After converting the data set, this can be loaded using the updated functionality:

dataset = CrystalDatasetWrapper(
           "custom", kfolds=5,
            data_path="./data_download",
            data_src="/path/to/omdb_cifs"
)

From there, the data set should be usable like the data explicitly supported in the package. I've updated the documentation on the Crystal Usage page as well. Please let me know if this works for you

aydinmirac · 2022-04-12T05:12:28Z

Hi @CoopLo,

Thank you so much for your effort. I really appreciate it.

I will try this implementation and inform you as soon as possible. I also found that ALIGNN tool uses JARVIS-TOOL to import and configure datasets. They are usable in CIF, VASP and XYZ formats:

https://github.com/usnistgov/alignn
https://jarvis-tools.readthedocs.io/en/master/databases.html

here is an example script to import and use listed datasets:

https://github.com/usnistgov/alignn/blob/main/alignn/examples/sample_data/scripts/generate_sample_data_reg.py

`from jarvis.db.figshare import data as jdata
from jarvis.core.atoms import Atoms

dft_3d = jdata("dft_3d")
prop = "optb88vdw_bandgap"
max_samples = 50
f = open("id_prop.csv", "w")
count = 0
for i in dft_3d:
atoms = Atoms.from_dict(i["atoms"])
jid = i["jid"]
poscar_name = "POSCAR-" + jid + ".vasp"
target = i[prop]
if target != "na":
atoms.write_poscar(poscar_name)
f.write("%s,%6f\n" % (poscar_name, target))
count += 1
if count == max_samples:
break
f.close()`

Maybe we can use the output folder of this code snippet. I will also try this one.

aydinmirac · 2022-04-13T13:04:49Z

Hi @CoopLo,

When I tried your implementation, I encountered the following error:

Traceback (most recent call last): File "test.py", line 72, in <module> train_loader, valid_loader, test_loader = dataset.get_data_loaders( File "/raid/apps/auglichem/2022/lib/python3.8/site-packages/auglichem/crystal/data/_crystal_dataset.py", line 712, in get_data_loaders train_set = self._remove_bad_cifs(train_set, transform) File "/raid/apps/auglichem/2022/lib/python3.8/site-packages/auglichem/crystal/data/_crystal_dataset.py", line 644, in _remove_bad_cifs train_set = CrystalDataset(train_set.dataset, File "/raid/apps/auglichem/2022/lib/python3.8/site-packages/auglichem/crystal/data/_crystal_dataset.py", line 185, in __init__ raise RuntimeError(error_str) RuntimeError: Need data source directory when using custom data set. Use data_src=/path/to/data.

The corresponding line is:

train_loader, valid_loader, test_loader = dataset.get_data_loaders( target=None, transform=transforms, fold=None, remove_bad_cifs=True )
I think "get_data_loaders" function needs this parameter but when I added "data_src" it gave error too.
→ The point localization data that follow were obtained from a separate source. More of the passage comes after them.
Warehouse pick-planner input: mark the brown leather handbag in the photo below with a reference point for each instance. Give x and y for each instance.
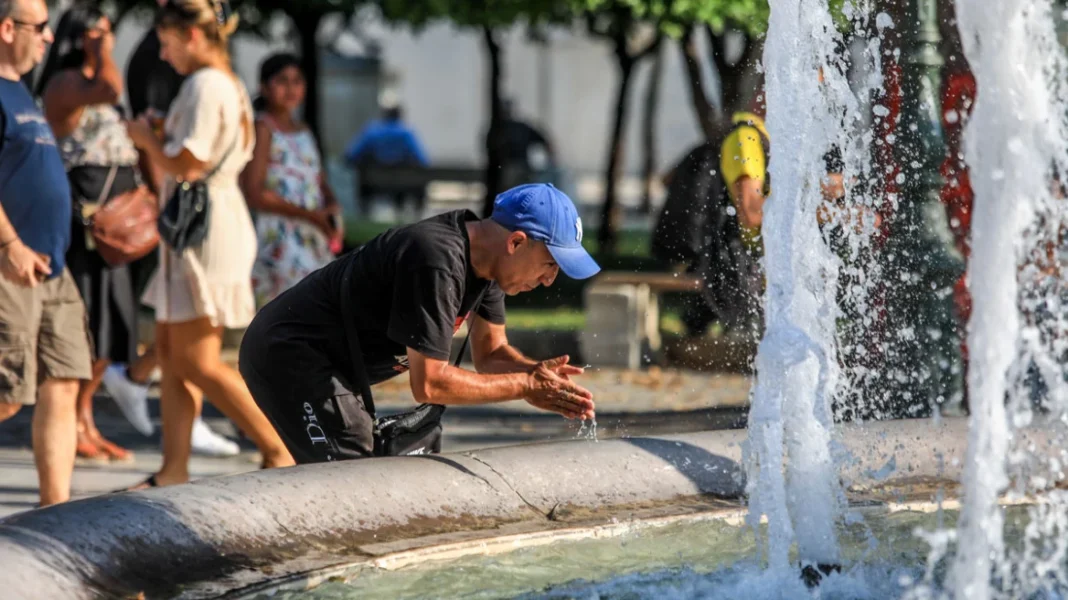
(123, 229)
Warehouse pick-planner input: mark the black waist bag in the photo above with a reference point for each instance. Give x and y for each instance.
(408, 433)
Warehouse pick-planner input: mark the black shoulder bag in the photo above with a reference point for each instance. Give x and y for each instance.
(184, 222)
(412, 432)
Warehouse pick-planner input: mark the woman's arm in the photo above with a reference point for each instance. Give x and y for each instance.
(69, 91)
(185, 166)
(254, 182)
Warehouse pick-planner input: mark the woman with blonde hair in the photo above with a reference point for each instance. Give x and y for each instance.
(207, 136)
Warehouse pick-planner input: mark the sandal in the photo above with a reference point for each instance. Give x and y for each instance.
(114, 452)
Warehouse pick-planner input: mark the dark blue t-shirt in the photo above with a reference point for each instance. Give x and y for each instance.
(34, 190)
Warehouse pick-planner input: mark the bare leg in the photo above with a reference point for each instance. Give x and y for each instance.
(195, 350)
(91, 442)
(179, 404)
(6, 411)
(55, 435)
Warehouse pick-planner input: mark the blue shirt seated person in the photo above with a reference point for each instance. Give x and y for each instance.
(388, 142)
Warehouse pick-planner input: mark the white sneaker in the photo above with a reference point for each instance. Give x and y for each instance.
(132, 398)
(206, 442)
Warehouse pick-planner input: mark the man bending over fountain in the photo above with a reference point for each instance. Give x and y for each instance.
(310, 365)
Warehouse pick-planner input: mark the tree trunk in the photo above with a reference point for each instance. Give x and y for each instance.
(495, 154)
(308, 26)
(607, 234)
(738, 80)
(708, 117)
(648, 130)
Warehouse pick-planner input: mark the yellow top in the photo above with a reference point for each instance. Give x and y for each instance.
(741, 155)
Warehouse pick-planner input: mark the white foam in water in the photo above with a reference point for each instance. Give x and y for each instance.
(797, 363)
(1014, 139)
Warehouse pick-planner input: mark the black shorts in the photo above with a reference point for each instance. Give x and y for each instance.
(317, 415)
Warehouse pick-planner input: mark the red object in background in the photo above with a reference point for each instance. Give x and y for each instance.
(958, 97)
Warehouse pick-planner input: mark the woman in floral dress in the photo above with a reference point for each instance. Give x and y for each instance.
(297, 221)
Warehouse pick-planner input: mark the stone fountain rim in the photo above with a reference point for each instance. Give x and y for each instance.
(219, 536)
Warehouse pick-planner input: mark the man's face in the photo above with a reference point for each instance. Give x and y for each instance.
(525, 265)
(27, 32)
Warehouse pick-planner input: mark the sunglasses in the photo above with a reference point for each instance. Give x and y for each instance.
(38, 28)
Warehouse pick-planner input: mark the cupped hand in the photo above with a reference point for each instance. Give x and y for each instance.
(553, 392)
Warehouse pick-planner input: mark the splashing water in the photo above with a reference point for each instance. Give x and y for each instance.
(587, 430)
(797, 363)
(1015, 146)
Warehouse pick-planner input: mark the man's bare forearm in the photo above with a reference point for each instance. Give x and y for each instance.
(506, 359)
(454, 385)
(8, 233)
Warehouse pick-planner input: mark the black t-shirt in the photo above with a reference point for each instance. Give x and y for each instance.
(151, 82)
(411, 287)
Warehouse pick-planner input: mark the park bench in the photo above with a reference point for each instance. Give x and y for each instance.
(411, 182)
(623, 315)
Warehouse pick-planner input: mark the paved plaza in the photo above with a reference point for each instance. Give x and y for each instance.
(628, 404)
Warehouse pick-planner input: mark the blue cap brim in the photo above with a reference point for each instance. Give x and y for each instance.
(575, 262)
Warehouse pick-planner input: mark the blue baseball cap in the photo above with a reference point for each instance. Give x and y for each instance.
(547, 215)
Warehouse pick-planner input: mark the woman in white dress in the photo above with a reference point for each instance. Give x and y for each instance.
(202, 290)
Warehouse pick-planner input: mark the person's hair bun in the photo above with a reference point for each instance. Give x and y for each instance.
(225, 17)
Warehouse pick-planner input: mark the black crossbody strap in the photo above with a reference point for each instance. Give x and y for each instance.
(354, 340)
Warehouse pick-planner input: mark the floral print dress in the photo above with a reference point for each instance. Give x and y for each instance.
(289, 249)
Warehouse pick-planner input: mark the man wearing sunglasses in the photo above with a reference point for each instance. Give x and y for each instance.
(44, 344)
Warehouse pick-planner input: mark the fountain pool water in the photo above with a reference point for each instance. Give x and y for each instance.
(695, 557)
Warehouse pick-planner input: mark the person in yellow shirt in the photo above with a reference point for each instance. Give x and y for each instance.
(743, 162)
(729, 263)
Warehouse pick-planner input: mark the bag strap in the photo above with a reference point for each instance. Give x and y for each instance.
(348, 320)
(79, 204)
(108, 184)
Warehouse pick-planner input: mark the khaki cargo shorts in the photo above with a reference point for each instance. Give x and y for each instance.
(44, 334)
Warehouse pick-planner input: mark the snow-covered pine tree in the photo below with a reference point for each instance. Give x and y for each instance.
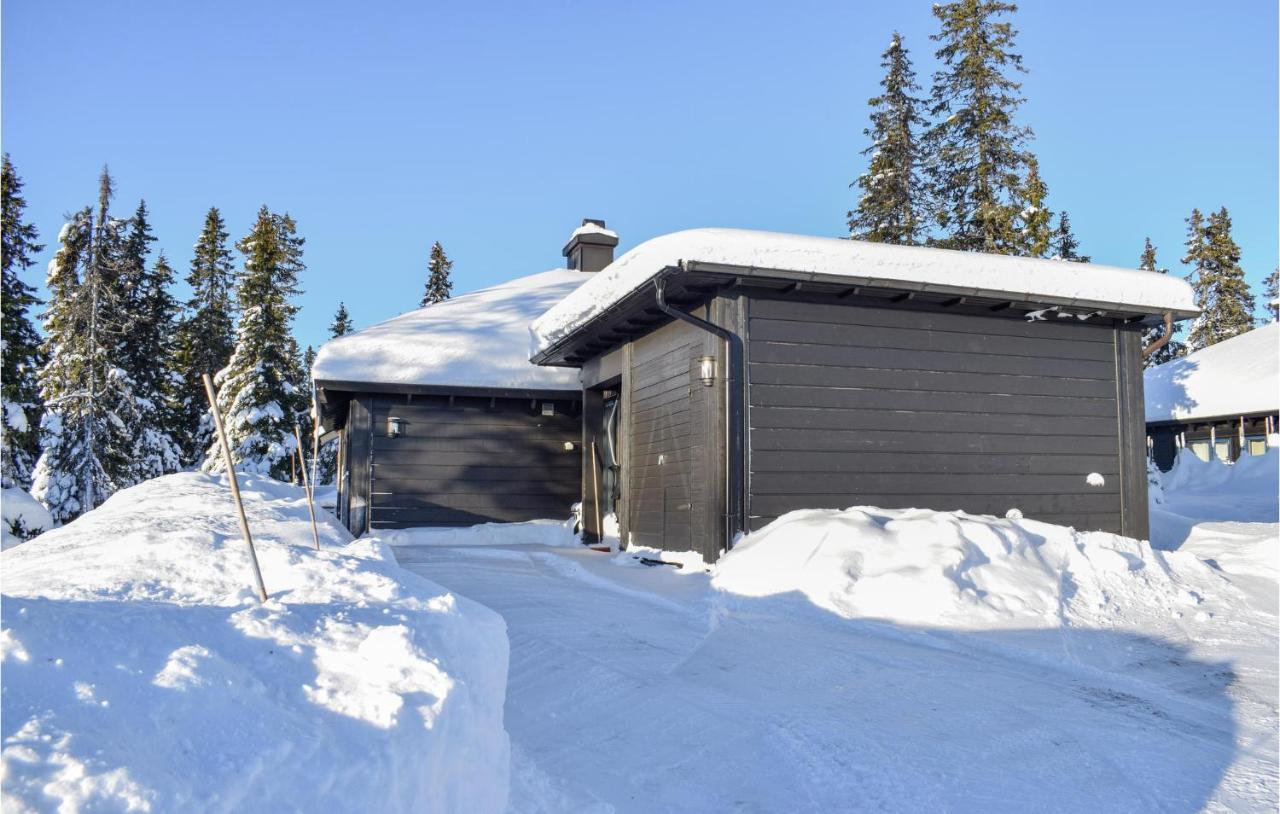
(1173, 348)
(1036, 231)
(976, 149)
(86, 444)
(1063, 245)
(205, 337)
(260, 389)
(438, 284)
(341, 324)
(145, 350)
(890, 209)
(1221, 292)
(19, 389)
(1271, 292)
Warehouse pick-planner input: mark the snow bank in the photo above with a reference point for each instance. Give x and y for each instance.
(478, 339)
(1233, 378)
(958, 571)
(912, 266)
(22, 516)
(141, 673)
(1249, 475)
(530, 533)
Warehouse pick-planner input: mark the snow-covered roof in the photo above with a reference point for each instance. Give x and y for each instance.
(1233, 378)
(905, 266)
(478, 339)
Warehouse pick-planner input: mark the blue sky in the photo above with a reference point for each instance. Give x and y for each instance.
(496, 127)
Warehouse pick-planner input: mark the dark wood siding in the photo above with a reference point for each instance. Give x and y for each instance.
(937, 408)
(668, 481)
(461, 461)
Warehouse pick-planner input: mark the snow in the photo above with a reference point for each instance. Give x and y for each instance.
(141, 673)
(476, 339)
(592, 228)
(910, 266)
(1237, 376)
(905, 659)
(21, 511)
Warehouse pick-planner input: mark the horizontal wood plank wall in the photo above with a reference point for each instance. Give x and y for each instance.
(667, 467)
(474, 461)
(947, 410)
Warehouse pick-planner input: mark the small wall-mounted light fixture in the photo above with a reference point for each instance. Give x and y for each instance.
(705, 369)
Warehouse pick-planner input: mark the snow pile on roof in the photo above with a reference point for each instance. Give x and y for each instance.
(22, 516)
(141, 673)
(478, 339)
(958, 571)
(910, 266)
(1237, 376)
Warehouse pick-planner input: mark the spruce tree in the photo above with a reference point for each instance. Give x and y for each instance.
(260, 389)
(976, 149)
(341, 324)
(146, 351)
(1036, 232)
(205, 337)
(890, 209)
(19, 391)
(1221, 292)
(86, 446)
(1063, 243)
(1271, 292)
(438, 283)
(1173, 348)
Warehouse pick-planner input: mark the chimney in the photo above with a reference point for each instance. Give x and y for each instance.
(590, 247)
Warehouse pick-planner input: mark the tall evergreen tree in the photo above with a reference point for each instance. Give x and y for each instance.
(146, 351)
(1063, 243)
(86, 446)
(260, 389)
(19, 344)
(890, 209)
(438, 283)
(1221, 292)
(1036, 232)
(977, 150)
(341, 324)
(205, 337)
(1173, 348)
(1271, 292)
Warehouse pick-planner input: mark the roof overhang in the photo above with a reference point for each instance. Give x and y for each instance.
(693, 282)
(333, 396)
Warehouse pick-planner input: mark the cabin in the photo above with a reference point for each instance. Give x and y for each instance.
(731, 376)
(1220, 402)
(440, 417)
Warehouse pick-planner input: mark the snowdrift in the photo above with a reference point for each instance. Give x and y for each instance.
(1249, 475)
(951, 571)
(22, 516)
(141, 673)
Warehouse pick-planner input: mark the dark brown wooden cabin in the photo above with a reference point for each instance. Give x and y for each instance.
(467, 435)
(731, 394)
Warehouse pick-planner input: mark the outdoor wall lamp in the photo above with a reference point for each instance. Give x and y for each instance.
(705, 369)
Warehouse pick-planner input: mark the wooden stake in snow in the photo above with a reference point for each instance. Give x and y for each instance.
(595, 497)
(231, 476)
(306, 486)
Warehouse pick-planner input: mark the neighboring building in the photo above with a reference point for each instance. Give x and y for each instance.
(1219, 402)
(731, 376)
(442, 419)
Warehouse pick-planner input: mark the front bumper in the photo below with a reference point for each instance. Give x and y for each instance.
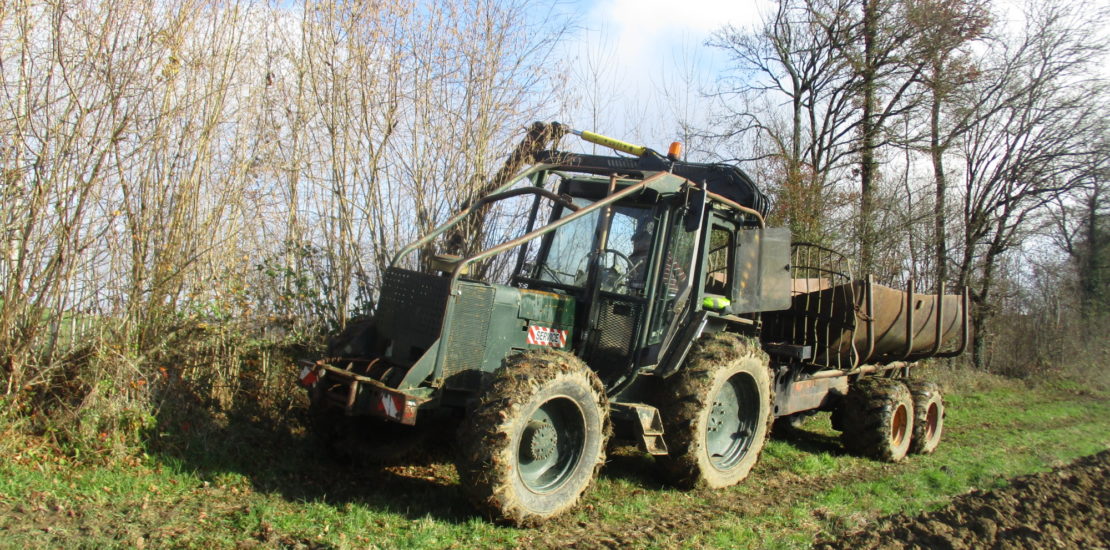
(357, 395)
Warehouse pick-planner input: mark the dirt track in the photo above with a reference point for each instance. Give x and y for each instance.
(1066, 508)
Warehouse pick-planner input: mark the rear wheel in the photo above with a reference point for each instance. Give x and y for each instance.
(928, 417)
(536, 439)
(876, 417)
(716, 413)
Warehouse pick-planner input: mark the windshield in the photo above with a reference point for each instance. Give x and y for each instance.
(623, 261)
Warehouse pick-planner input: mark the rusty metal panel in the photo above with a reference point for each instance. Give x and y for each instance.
(763, 265)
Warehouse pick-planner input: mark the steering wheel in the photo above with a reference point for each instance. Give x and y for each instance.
(612, 278)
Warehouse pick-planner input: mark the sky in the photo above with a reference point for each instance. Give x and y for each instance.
(653, 58)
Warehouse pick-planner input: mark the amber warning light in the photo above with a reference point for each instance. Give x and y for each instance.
(675, 150)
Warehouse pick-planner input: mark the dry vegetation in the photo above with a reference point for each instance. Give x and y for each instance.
(194, 192)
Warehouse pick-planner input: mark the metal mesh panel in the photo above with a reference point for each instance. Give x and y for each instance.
(412, 305)
(821, 310)
(466, 341)
(613, 349)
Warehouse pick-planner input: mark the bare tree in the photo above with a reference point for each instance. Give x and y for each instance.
(1040, 141)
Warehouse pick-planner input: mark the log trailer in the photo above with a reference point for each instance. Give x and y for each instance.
(644, 301)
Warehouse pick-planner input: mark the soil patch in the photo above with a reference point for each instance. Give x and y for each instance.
(1066, 508)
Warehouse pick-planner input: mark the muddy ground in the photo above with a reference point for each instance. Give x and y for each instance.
(1066, 508)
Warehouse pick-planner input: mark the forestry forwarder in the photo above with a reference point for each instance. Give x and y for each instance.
(653, 306)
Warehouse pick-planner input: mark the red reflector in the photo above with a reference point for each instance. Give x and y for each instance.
(308, 377)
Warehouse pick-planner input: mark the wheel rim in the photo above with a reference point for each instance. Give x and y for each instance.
(898, 425)
(732, 422)
(931, 420)
(551, 445)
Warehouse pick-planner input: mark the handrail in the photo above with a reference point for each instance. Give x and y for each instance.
(551, 227)
(909, 318)
(455, 219)
(737, 206)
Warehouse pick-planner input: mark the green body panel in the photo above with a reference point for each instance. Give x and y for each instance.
(486, 322)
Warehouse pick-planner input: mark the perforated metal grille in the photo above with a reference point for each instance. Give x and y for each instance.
(613, 349)
(466, 341)
(412, 305)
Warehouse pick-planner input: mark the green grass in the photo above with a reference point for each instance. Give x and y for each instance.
(253, 486)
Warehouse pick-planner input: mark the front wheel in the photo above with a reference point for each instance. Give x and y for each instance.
(716, 413)
(536, 439)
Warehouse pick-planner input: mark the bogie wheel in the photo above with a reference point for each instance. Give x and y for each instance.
(928, 417)
(536, 439)
(716, 413)
(877, 416)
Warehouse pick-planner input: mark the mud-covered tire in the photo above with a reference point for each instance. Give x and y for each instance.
(716, 412)
(876, 417)
(928, 417)
(535, 440)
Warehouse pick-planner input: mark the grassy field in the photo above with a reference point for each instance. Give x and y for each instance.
(246, 485)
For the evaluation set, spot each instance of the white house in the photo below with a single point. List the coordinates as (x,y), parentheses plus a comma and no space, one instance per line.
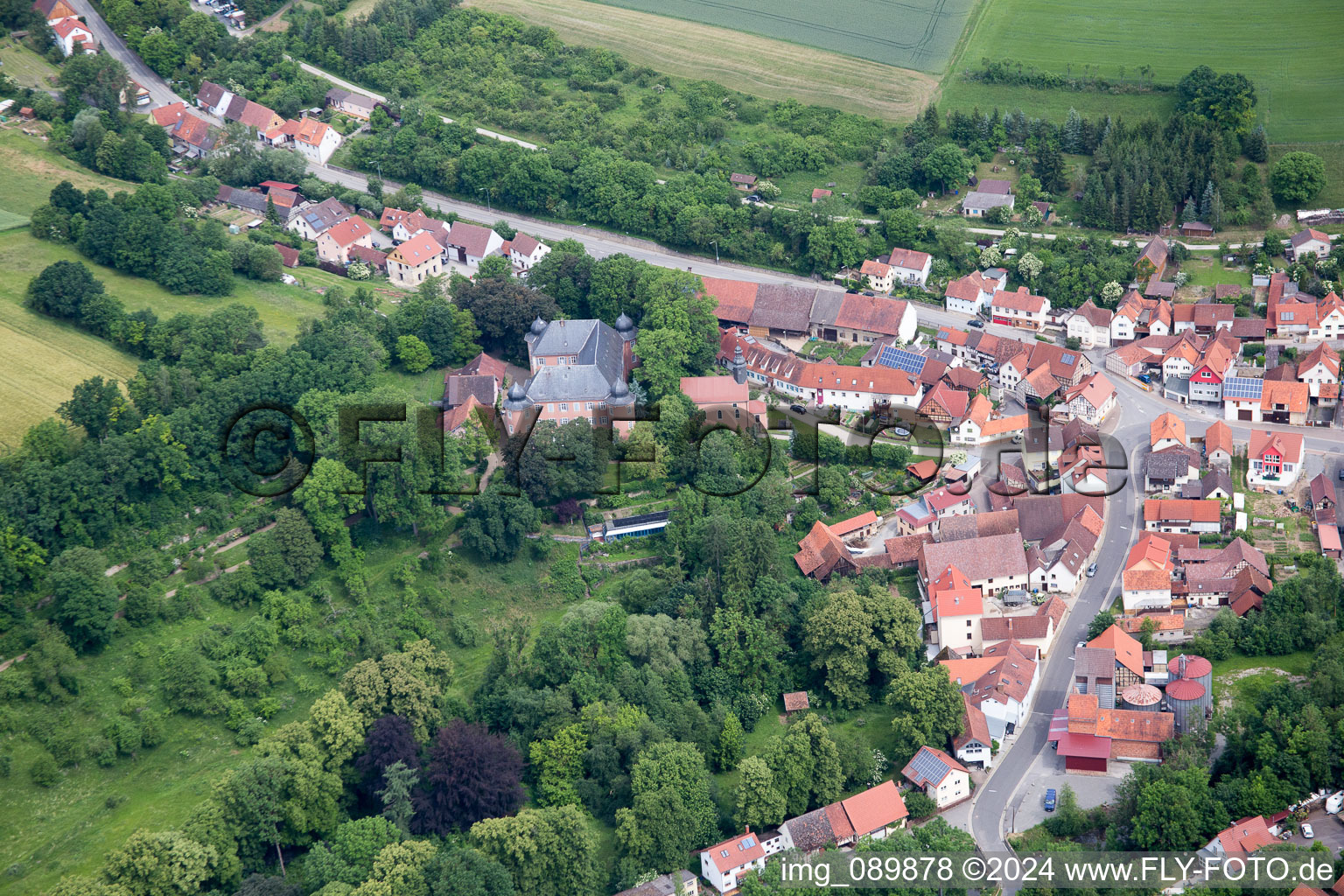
(942,778)
(316,140)
(1321,367)
(1146,579)
(726,864)
(972,293)
(1019,308)
(335,242)
(1329,318)
(1092,399)
(1090,326)
(1311,241)
(69,32)
(526,251)
(1276,459)
(469,243)
(907,266)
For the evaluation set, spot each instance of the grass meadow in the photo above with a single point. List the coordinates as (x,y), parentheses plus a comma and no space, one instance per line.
(1296,69)
(746,62)
(915,34)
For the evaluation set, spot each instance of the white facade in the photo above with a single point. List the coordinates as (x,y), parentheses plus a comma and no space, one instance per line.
(1092,336)
(1146,599)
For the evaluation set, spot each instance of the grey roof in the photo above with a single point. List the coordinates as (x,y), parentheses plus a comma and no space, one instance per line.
(810,830)
(458,388)
(324,214)
(782,306)
(977,199)
(597,374)
(242,199)
(1167,465)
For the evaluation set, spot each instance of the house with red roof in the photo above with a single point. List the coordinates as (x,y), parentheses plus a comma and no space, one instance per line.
(1329,318)
(1276,459)
(413,261)
(942,778)
(1088,324)
(1245,836)
(975,291)
(526,250)
(1019,309)
(1320,367)
(335,242)
(726,864)
(70,32)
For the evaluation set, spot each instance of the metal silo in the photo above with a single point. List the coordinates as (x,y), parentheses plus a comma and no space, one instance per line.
(1194,668)
(1140,697)
(1188,702)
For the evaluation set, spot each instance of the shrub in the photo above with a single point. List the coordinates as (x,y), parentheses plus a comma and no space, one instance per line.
(45,771)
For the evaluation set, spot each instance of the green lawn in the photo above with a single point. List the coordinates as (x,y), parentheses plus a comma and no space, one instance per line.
(24,66)
(69,830)
(1294,69)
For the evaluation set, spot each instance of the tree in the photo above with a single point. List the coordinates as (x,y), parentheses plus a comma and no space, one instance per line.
(390,740)
(471,775)
(288,554)
(929,708)
(759,801)
(732,743)
(162,864)
(94,404)
(945,165)
(1298,178)
(805,765)
(413,354)
(85,599)
(1048,167)
(396,793)
(496,266)
(62,290)
(559,766)
(839,635)
(671,810)
(547,852)
(1030,266)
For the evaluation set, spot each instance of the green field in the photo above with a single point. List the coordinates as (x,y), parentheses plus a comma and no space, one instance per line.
(915,34)
(1296,69)
(24,66)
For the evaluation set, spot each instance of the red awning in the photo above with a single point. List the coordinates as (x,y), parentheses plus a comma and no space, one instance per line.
(1083,746)
(1058,724)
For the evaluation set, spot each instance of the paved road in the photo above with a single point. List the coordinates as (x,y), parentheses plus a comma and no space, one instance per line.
(159,90)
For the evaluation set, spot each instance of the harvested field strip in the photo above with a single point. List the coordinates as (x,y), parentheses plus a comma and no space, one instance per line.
(761,66)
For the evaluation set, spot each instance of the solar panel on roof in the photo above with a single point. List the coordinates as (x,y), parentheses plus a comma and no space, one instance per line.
(900,359)
(928,766)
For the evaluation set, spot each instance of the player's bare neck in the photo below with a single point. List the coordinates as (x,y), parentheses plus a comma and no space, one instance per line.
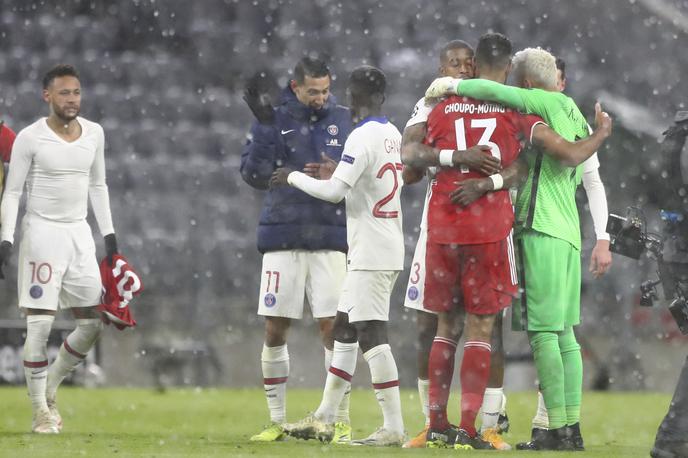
(362,112)
(69,131)
(492,76)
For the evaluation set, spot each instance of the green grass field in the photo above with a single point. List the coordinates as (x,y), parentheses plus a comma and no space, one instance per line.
(218,422)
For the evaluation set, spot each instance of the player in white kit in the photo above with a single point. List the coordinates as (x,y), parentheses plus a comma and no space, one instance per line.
(60,159)
(369,176)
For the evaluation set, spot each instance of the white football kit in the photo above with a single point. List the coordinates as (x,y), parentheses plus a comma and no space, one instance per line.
(371,166)
(416,282)
(289,275)
(57,258)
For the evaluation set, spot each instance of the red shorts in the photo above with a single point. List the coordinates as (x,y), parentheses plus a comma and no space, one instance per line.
(480,278)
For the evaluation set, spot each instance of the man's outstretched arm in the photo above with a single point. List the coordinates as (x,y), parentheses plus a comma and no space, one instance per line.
(571,154)
(468,191)
(480,89)
(419,156)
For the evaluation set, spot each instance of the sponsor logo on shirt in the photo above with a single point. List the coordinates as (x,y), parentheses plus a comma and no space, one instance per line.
(36,291)
(347,158)
(270,300)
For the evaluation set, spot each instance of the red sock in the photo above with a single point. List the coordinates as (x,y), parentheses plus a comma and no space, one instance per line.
(475,372)
(440,372)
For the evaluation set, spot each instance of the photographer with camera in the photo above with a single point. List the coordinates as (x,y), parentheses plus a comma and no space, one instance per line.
(672,436)
(630,238)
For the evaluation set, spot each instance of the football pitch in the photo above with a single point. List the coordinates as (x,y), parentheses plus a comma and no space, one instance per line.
(218,422)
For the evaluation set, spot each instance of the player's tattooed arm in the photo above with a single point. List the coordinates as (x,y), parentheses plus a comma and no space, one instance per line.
(417,155)
(470,190)
(411,147)
(279,177)
(571,154)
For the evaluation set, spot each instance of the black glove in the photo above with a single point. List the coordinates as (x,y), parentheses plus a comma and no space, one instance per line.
(257,97)
(110,247)
(5,253)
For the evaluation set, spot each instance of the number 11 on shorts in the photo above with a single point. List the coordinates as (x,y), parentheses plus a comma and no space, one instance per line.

Because there is no parameter definition in the source code:

https://github.com/BaratiLab/AugLiChem/blob/main/auglichem/crystal/data/_crystal_dataset.py#L659

CoopLo · 2022-04-13T21:10:22Z

Hello @miracaydin1, thank you for the follow up. When I was testing the custom data set code I forgot to test with CIF removal feature with it, thank you for catching that. I've noticed there are issues with the remove_bad_cifs function currently that need to be fixed, so I don't recommend using it for now. I'll let you know when I have that fixed and updated.

I've also found most data sets don't need CIFs removed, and the swap-axes transformation tends to introduce a bad CIF file or two. In the meantime I recommend trying running without using the built-in CIF removal for now. If there are still CIF files that need to be removed, theres a hack-around to remove them manually. The best way to see which ones need to be removed would be to iterate over the train/test/validation loaders with a batch size of 1 and keep track of which ones throw an error, then manually removing them from the data directory and id_prop.csv.

CoopLo · 2022-04-14T16:04:59Z

Hello @miracaydin1 I've updated the package. Custom data sets should be fully functional just as the explicitly supported packages are. Let me know if you have any other issues. ALIGNN and JARVIS-TOOL integration look like they could be a good addition to the package as well, thanks for linking those.

aydinmirac · 2022-04-17T17:50:00Z

Hello @CoopLo, thank you very much for your help.

I can train the Schnetpack model right now. But I have some questions.

As I understand from data augmentation process, "id_prop.csv" file does not include bandgap values of augmented cif files. It only includes the original files.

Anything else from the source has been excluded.